Мишка перевел черкасу слова вождя, и тот завыл опять. Ратко сильно пнул его в живот. Черкас скорчился, хватая воздух разбитым ртом.

– Не вой, поганый! Спроси-ка, парень, у него про наших ребят. Как ему удалось их пленить?

Лысый отдышался и отвечал, косясь на кожаный башмак вождя:

– Ночью захватили мы ладью русскую. Спящими на острове их взяли. Хотели резать, но старый дядька у них был, сказал, что поможет беспрепятственно Кадницы взять, что воины ушли в Ладогу к князю русскому, остались дети да бабы. А дозор на горе его ладью знает и пропустит в Кудьму без шума. Понравилась мне эта хитрость, привязали мы гребцов к скамьям, да и поплыли. А те и рады, лишь бы не убили их!

Филимон говорил, что мало дозорным знать ладью, что нужно для них еще какой-то знак делать, чтобы они не сомневались, что в ладье свои плывут. Раньше кормой к устью Кудьмы подходили, это и был знак. Но старик обманул нас, сказал, что отменили этот обычай из-за того, что про него знал мой Филимон. Он не верил старику, а мне же бес разум затмил.

– Дальше можешь не рассказывать.

– О, господин милостивый, кто ты – Ангел, сошедший ко мне?

– Нет, я человек.

– Но послал тебя ко мне сам Господь, я это знаю!

– Без воли Господа ничего не бывает.

– Спаси меня, спаси! Сделаю тебя братом, сделаю господином моим, сделаю тебя богатым, сильным! Спаси меня!

– Ты только что просил легкой и не позорной смерти. Так прими ее мужественно. Возможно, этим ты искупишь свои грехи.

– Нет, нет! Не говори так! Скажи вождю, что я буду ему служить как собака! Скажи, что я знаю замыслы Кагана! Я много знаю! Я все расскажу! Я спасу русов! И тебя спасу!

– От чего ты меня спасешь?

– И от русов и от хазар спасу! Тебя все равно убьют. Ты не понимаешь! Русы убивают всех христиан. Но я скажу русам, что ты не христианин, а хазарам, что ты не русский!

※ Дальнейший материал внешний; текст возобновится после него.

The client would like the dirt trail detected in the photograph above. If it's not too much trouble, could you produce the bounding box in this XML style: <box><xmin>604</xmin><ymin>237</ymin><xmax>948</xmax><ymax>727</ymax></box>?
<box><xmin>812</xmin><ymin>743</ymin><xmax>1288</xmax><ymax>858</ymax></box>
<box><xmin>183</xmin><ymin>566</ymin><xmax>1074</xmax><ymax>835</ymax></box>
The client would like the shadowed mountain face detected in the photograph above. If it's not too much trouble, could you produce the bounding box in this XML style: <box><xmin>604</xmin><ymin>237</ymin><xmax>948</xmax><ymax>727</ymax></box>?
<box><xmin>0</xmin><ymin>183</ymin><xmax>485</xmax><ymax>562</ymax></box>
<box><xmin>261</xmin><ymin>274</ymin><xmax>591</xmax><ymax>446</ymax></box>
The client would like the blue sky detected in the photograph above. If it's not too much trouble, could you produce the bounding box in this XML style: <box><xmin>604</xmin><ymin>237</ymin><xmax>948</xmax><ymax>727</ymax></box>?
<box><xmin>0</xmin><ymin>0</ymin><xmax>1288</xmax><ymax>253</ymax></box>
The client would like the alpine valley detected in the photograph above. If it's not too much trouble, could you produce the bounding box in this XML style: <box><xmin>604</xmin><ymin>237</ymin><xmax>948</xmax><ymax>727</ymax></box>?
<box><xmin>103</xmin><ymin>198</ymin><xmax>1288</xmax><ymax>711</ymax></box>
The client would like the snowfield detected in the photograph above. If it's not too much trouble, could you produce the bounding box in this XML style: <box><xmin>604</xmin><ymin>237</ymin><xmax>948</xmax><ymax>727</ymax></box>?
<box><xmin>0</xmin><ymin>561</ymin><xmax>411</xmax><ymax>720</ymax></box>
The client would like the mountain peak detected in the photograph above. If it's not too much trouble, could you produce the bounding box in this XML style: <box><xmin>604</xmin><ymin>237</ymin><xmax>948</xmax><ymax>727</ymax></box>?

– Ты предлагаешь мне отречься от Христа?

– Нет, нет, мой господин! Не отречься, а обмануть язычников! Для того чтобы выжить и послужить еще Господу! В этом нет греха!

– Чего же сам Христос не обманул иудеев на Голгофе?

– Русы – не иудеи! Распятие перед иудеями имело смысл и результаты. А перед русами хоть тысячу мучеников распни, они только вымажутся кровью праведников и упьются своей брашной от радости! Христос же – Царь иудейский! Иудейский, – повторил он, – не забывай этого! Хазары не убивают христиан, хоть и сами жидовины! Мы все веруем в Бога единого, в Творца. А язычники – враги Бога единого!

Тимофей перешел на хриплый, торопливый шепот. На бритом лбу вспотела грязная испарина, а на шее вздулись жилы. У него появилась какая-то животная надежда, в которую он с жадностью вцепился:

– Вот посмотри, посмотри, что они делают с христианами! – Он указал взглядом выпученных карих глаз на реку. – Смотри, смотри, это они и с тобой сделают!

На берегу воины возились с наспех связанным корнями растений плотом. Они столкнули его в реку и, стоя в воде, стали водружать на нем что-то вроде мачты. Когда они ее подняли, Беловский ужаснулся: это был крест с распятым на нем трупом Филимона. Во рту трупа блестели вбитые между зубов золотые монеты.

– Вот-вот-вот! Видишь, как они оскорбляют Распятие! Это не люди, не люди, Михаил! Ты должен понять, что не нужно метать бисер перед свиньями. Подвиг хорош на Голгофе, перед тысячами понимающих глаз. А в пустыне он не имеет смысла! Его никто не оценит! Тут тоже никто не оценит! Это – не люди! Наша задача – не допустить поругания этими варварами Христа в нашем лице. Мы же часть Христа. Ты понимаешь это? Не допустишь же ты поругания Христа?